My understanding is vector space refers to the word_embeddings that house all of the word vector representations. When those vectors were determined, was there preprocessing? Beyond just cleaning misc character symbols, was there stemming or lemmatization? Or do the vectors depend on separating run and running?

Yeah there is preprocessing involved in creating the embeddings. One nice article I found about this is this one Embeddings. This is a general creation process (taken from the article).

Read the text → Preprocess text → Create (x, y) data points → Create one hot encoded (X, Y) matrices → train a neural network → extract the weights from the input layer

As you can see it involves quite a few complex processes which you will probably learn as the keep doing the specialization.

Thanks for the link. I’m interested to give that a read. Follow-up question: assuming I’m a user of NLP but not a developer, would that mean that I use pre-existing word_embedding files? Are they already part of typical NLP packages like NLTK & SpaCY? If a practitioner was looking to categorize some misc. industry-specific texts (short ~100 word comments), I assume it’s better to make a word embeddings file from the same industry’s texts. Sorry for open ended questions…this helps me organize what the lessons are teaching…if it’s background or foreground information.

Hi,

My thoughts on these:

assuming I’m a user of NLP but not a developer, would that mean that I use pre-existing word_embedding files? - Most probably but there might be older techniques that don’t use them but modern techniques use word embeddings.
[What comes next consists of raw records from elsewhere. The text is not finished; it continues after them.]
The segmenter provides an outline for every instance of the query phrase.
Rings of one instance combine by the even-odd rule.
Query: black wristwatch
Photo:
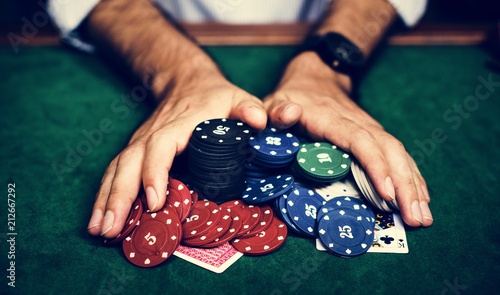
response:
[[[306,38],[301,51],[314,51],[333,70],[356,76],[365,57],[349,39],[338,33],[311,35]]]

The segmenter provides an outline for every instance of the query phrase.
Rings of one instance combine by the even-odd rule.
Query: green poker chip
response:
[[[300,147],[296,165],[300,174],[310,180],[336,181],[349,173],[351,157],[331,143],[307,143]]]

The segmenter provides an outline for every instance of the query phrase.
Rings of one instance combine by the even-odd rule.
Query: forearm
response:
[[[336,32],[353,42],[367,58],[387,29],[392,24],[396,12],[387,0],[335,0],[332,1],[323,21],[314,34],[323,35]],[[333,71],[321,58],[312,51],[298,56],[288,66],[280,87],[294,86],[298,83],[309,83],[310,79],[323,83],[327,88],[340,87],[342,91],[351,92],[349,76]]]
[[[104,0],[89,15],[87,30],[100,48],[151,78],[157,99],[196,79],[221,76],[215,63],[180,33],[149,0]]]
[[[387,0],[335,0],[316,33],[340,33],[368,57],[395,17],[396,11]]]

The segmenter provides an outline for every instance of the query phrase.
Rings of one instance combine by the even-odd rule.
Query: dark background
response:
[[[23,16],[30,18],[47,0],[2,0],[0,2],[0,32],[16,32]],[[498,0],[429,0],[422,23],[492,24],[500,19]],[[52,26],[41,28],[53,33]]]

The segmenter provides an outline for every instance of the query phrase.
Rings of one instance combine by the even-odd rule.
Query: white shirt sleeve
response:
[[[59,28],[63,42],[92,52],[76,30],[100,0],[49,0],[48,11]],[[226,23],[272,23],[317,20],[331,0],[152,0],[177,20],[187,22],[218,21]],[[427,0],[388,0],[407,26],[414,26],[423,16]],[[271,5],[272,4],[272,5]],[[262,7],[266,7],[262,11]],[[254,12],[254,13],[252,13]],[[264,13],[265,12],[265,13]]]
[[[80,50],[93,52],[94,46],[86,42],[76,30],[100,0],[49,0],[47,10],[61,34],[61,41]]]
[[[422,18],[427,0],[388,0],[405,24],[412,27]]]

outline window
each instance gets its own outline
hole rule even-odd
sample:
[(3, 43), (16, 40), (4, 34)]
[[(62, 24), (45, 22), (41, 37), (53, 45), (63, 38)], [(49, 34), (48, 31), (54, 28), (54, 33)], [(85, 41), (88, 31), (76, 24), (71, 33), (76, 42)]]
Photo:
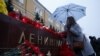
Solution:
[(35, 13), (39, 13), (40, 16), (42, 16), (42, 10), (39, 7), (35, 8)]
[(38, 7), (35, 8), (35, 12), (39, 13), (39, 8)]
[(24, 0), (18, 0), (18, 2), (20, 2), (20, 3), (22, 3), (22, 4), (23, 4), (23, 3), (24, 3)]
[(40, 10), (40, 13), (39, 13), (39, 14), (40, 14), (40, 16), (42, 16), (42, 14), (43, 14), (43, 13), (42, 13), (42, 10)]

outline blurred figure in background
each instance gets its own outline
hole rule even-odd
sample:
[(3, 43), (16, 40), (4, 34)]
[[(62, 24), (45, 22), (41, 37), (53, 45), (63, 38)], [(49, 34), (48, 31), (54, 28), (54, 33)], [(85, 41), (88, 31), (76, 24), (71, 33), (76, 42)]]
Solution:
[(7, 6), (5, 4), (5, 0), (0, 0), (0, 13), (8, 15)]
[(100, 38), (96, 39), (95, 36), (89, 36), (90, 43), (96, 52), (96, 56), (100, 56)]

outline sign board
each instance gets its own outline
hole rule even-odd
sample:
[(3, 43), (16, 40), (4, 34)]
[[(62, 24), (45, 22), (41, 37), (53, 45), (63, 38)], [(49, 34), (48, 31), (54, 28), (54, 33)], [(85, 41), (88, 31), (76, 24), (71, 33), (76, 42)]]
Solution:
[(62, 44), (59, 36), (0, 14), (0, 49), (16, 48), (23, 39), (37, 44), (45, 54), (50, 51), (52, 56), (57, 56), (58, 47)]

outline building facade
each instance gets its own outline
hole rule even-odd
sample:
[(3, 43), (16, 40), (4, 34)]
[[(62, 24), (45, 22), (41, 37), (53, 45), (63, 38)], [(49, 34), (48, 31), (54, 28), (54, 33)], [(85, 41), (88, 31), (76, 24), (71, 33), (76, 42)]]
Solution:
[(56, 22), (51, 13), (38, 0), (12, 0), (14, 10), (21, 11), (21, 13), (31, 20), (35, 20), (36, 13), (39, 14), (40, 20), (43, 20), (47, 27), (52, 26), (57, 31), (63, 30), (63, 25)]

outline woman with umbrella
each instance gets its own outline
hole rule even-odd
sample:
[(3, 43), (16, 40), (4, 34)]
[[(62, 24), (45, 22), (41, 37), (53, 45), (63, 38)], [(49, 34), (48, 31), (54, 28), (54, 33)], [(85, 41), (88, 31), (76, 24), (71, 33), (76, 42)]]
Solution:
[(75, 46), (75, 41), (82, 42), (81, 44), (78, 44), (81, 45), (80, 48), (73, 49), (76, 53), (76, 56), (95, 56), (95, 52), (92, 46), (86, 39), (85, 35), (82, 33), (81, 27), (76, 23), (74, 17), (67, 17), (64, 29), (66, 32), (68, 32), (66, 42), (71, 48)]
Are they already part of typical NLP packages like NLTK & SpaCY? - I cant remember exactly right now but most probably if those are trained on a corpus they probably have words embeddings already.

f a practitioner was looking to categorize some misc. industry-specific texts (short ~100 word comments), I assume it’s better to make a word embeddings file from the same industry’s texts. - Yeah creating your own specific embedding for your purpose would be probably better than some model trained on generic texts.

Hello Gent Spahiu,
Thanks for sharing your thoughts, and I also appreciate the link to the Medium article on Embeddings. All helpful.

1 Like

I appreciate the question and the answer. I was confused in the course because these “word embeddings” started appearing and I could not recall how they were constructed. Does the course discuss how these embeddings are created? Did I miss somethings? Thank you.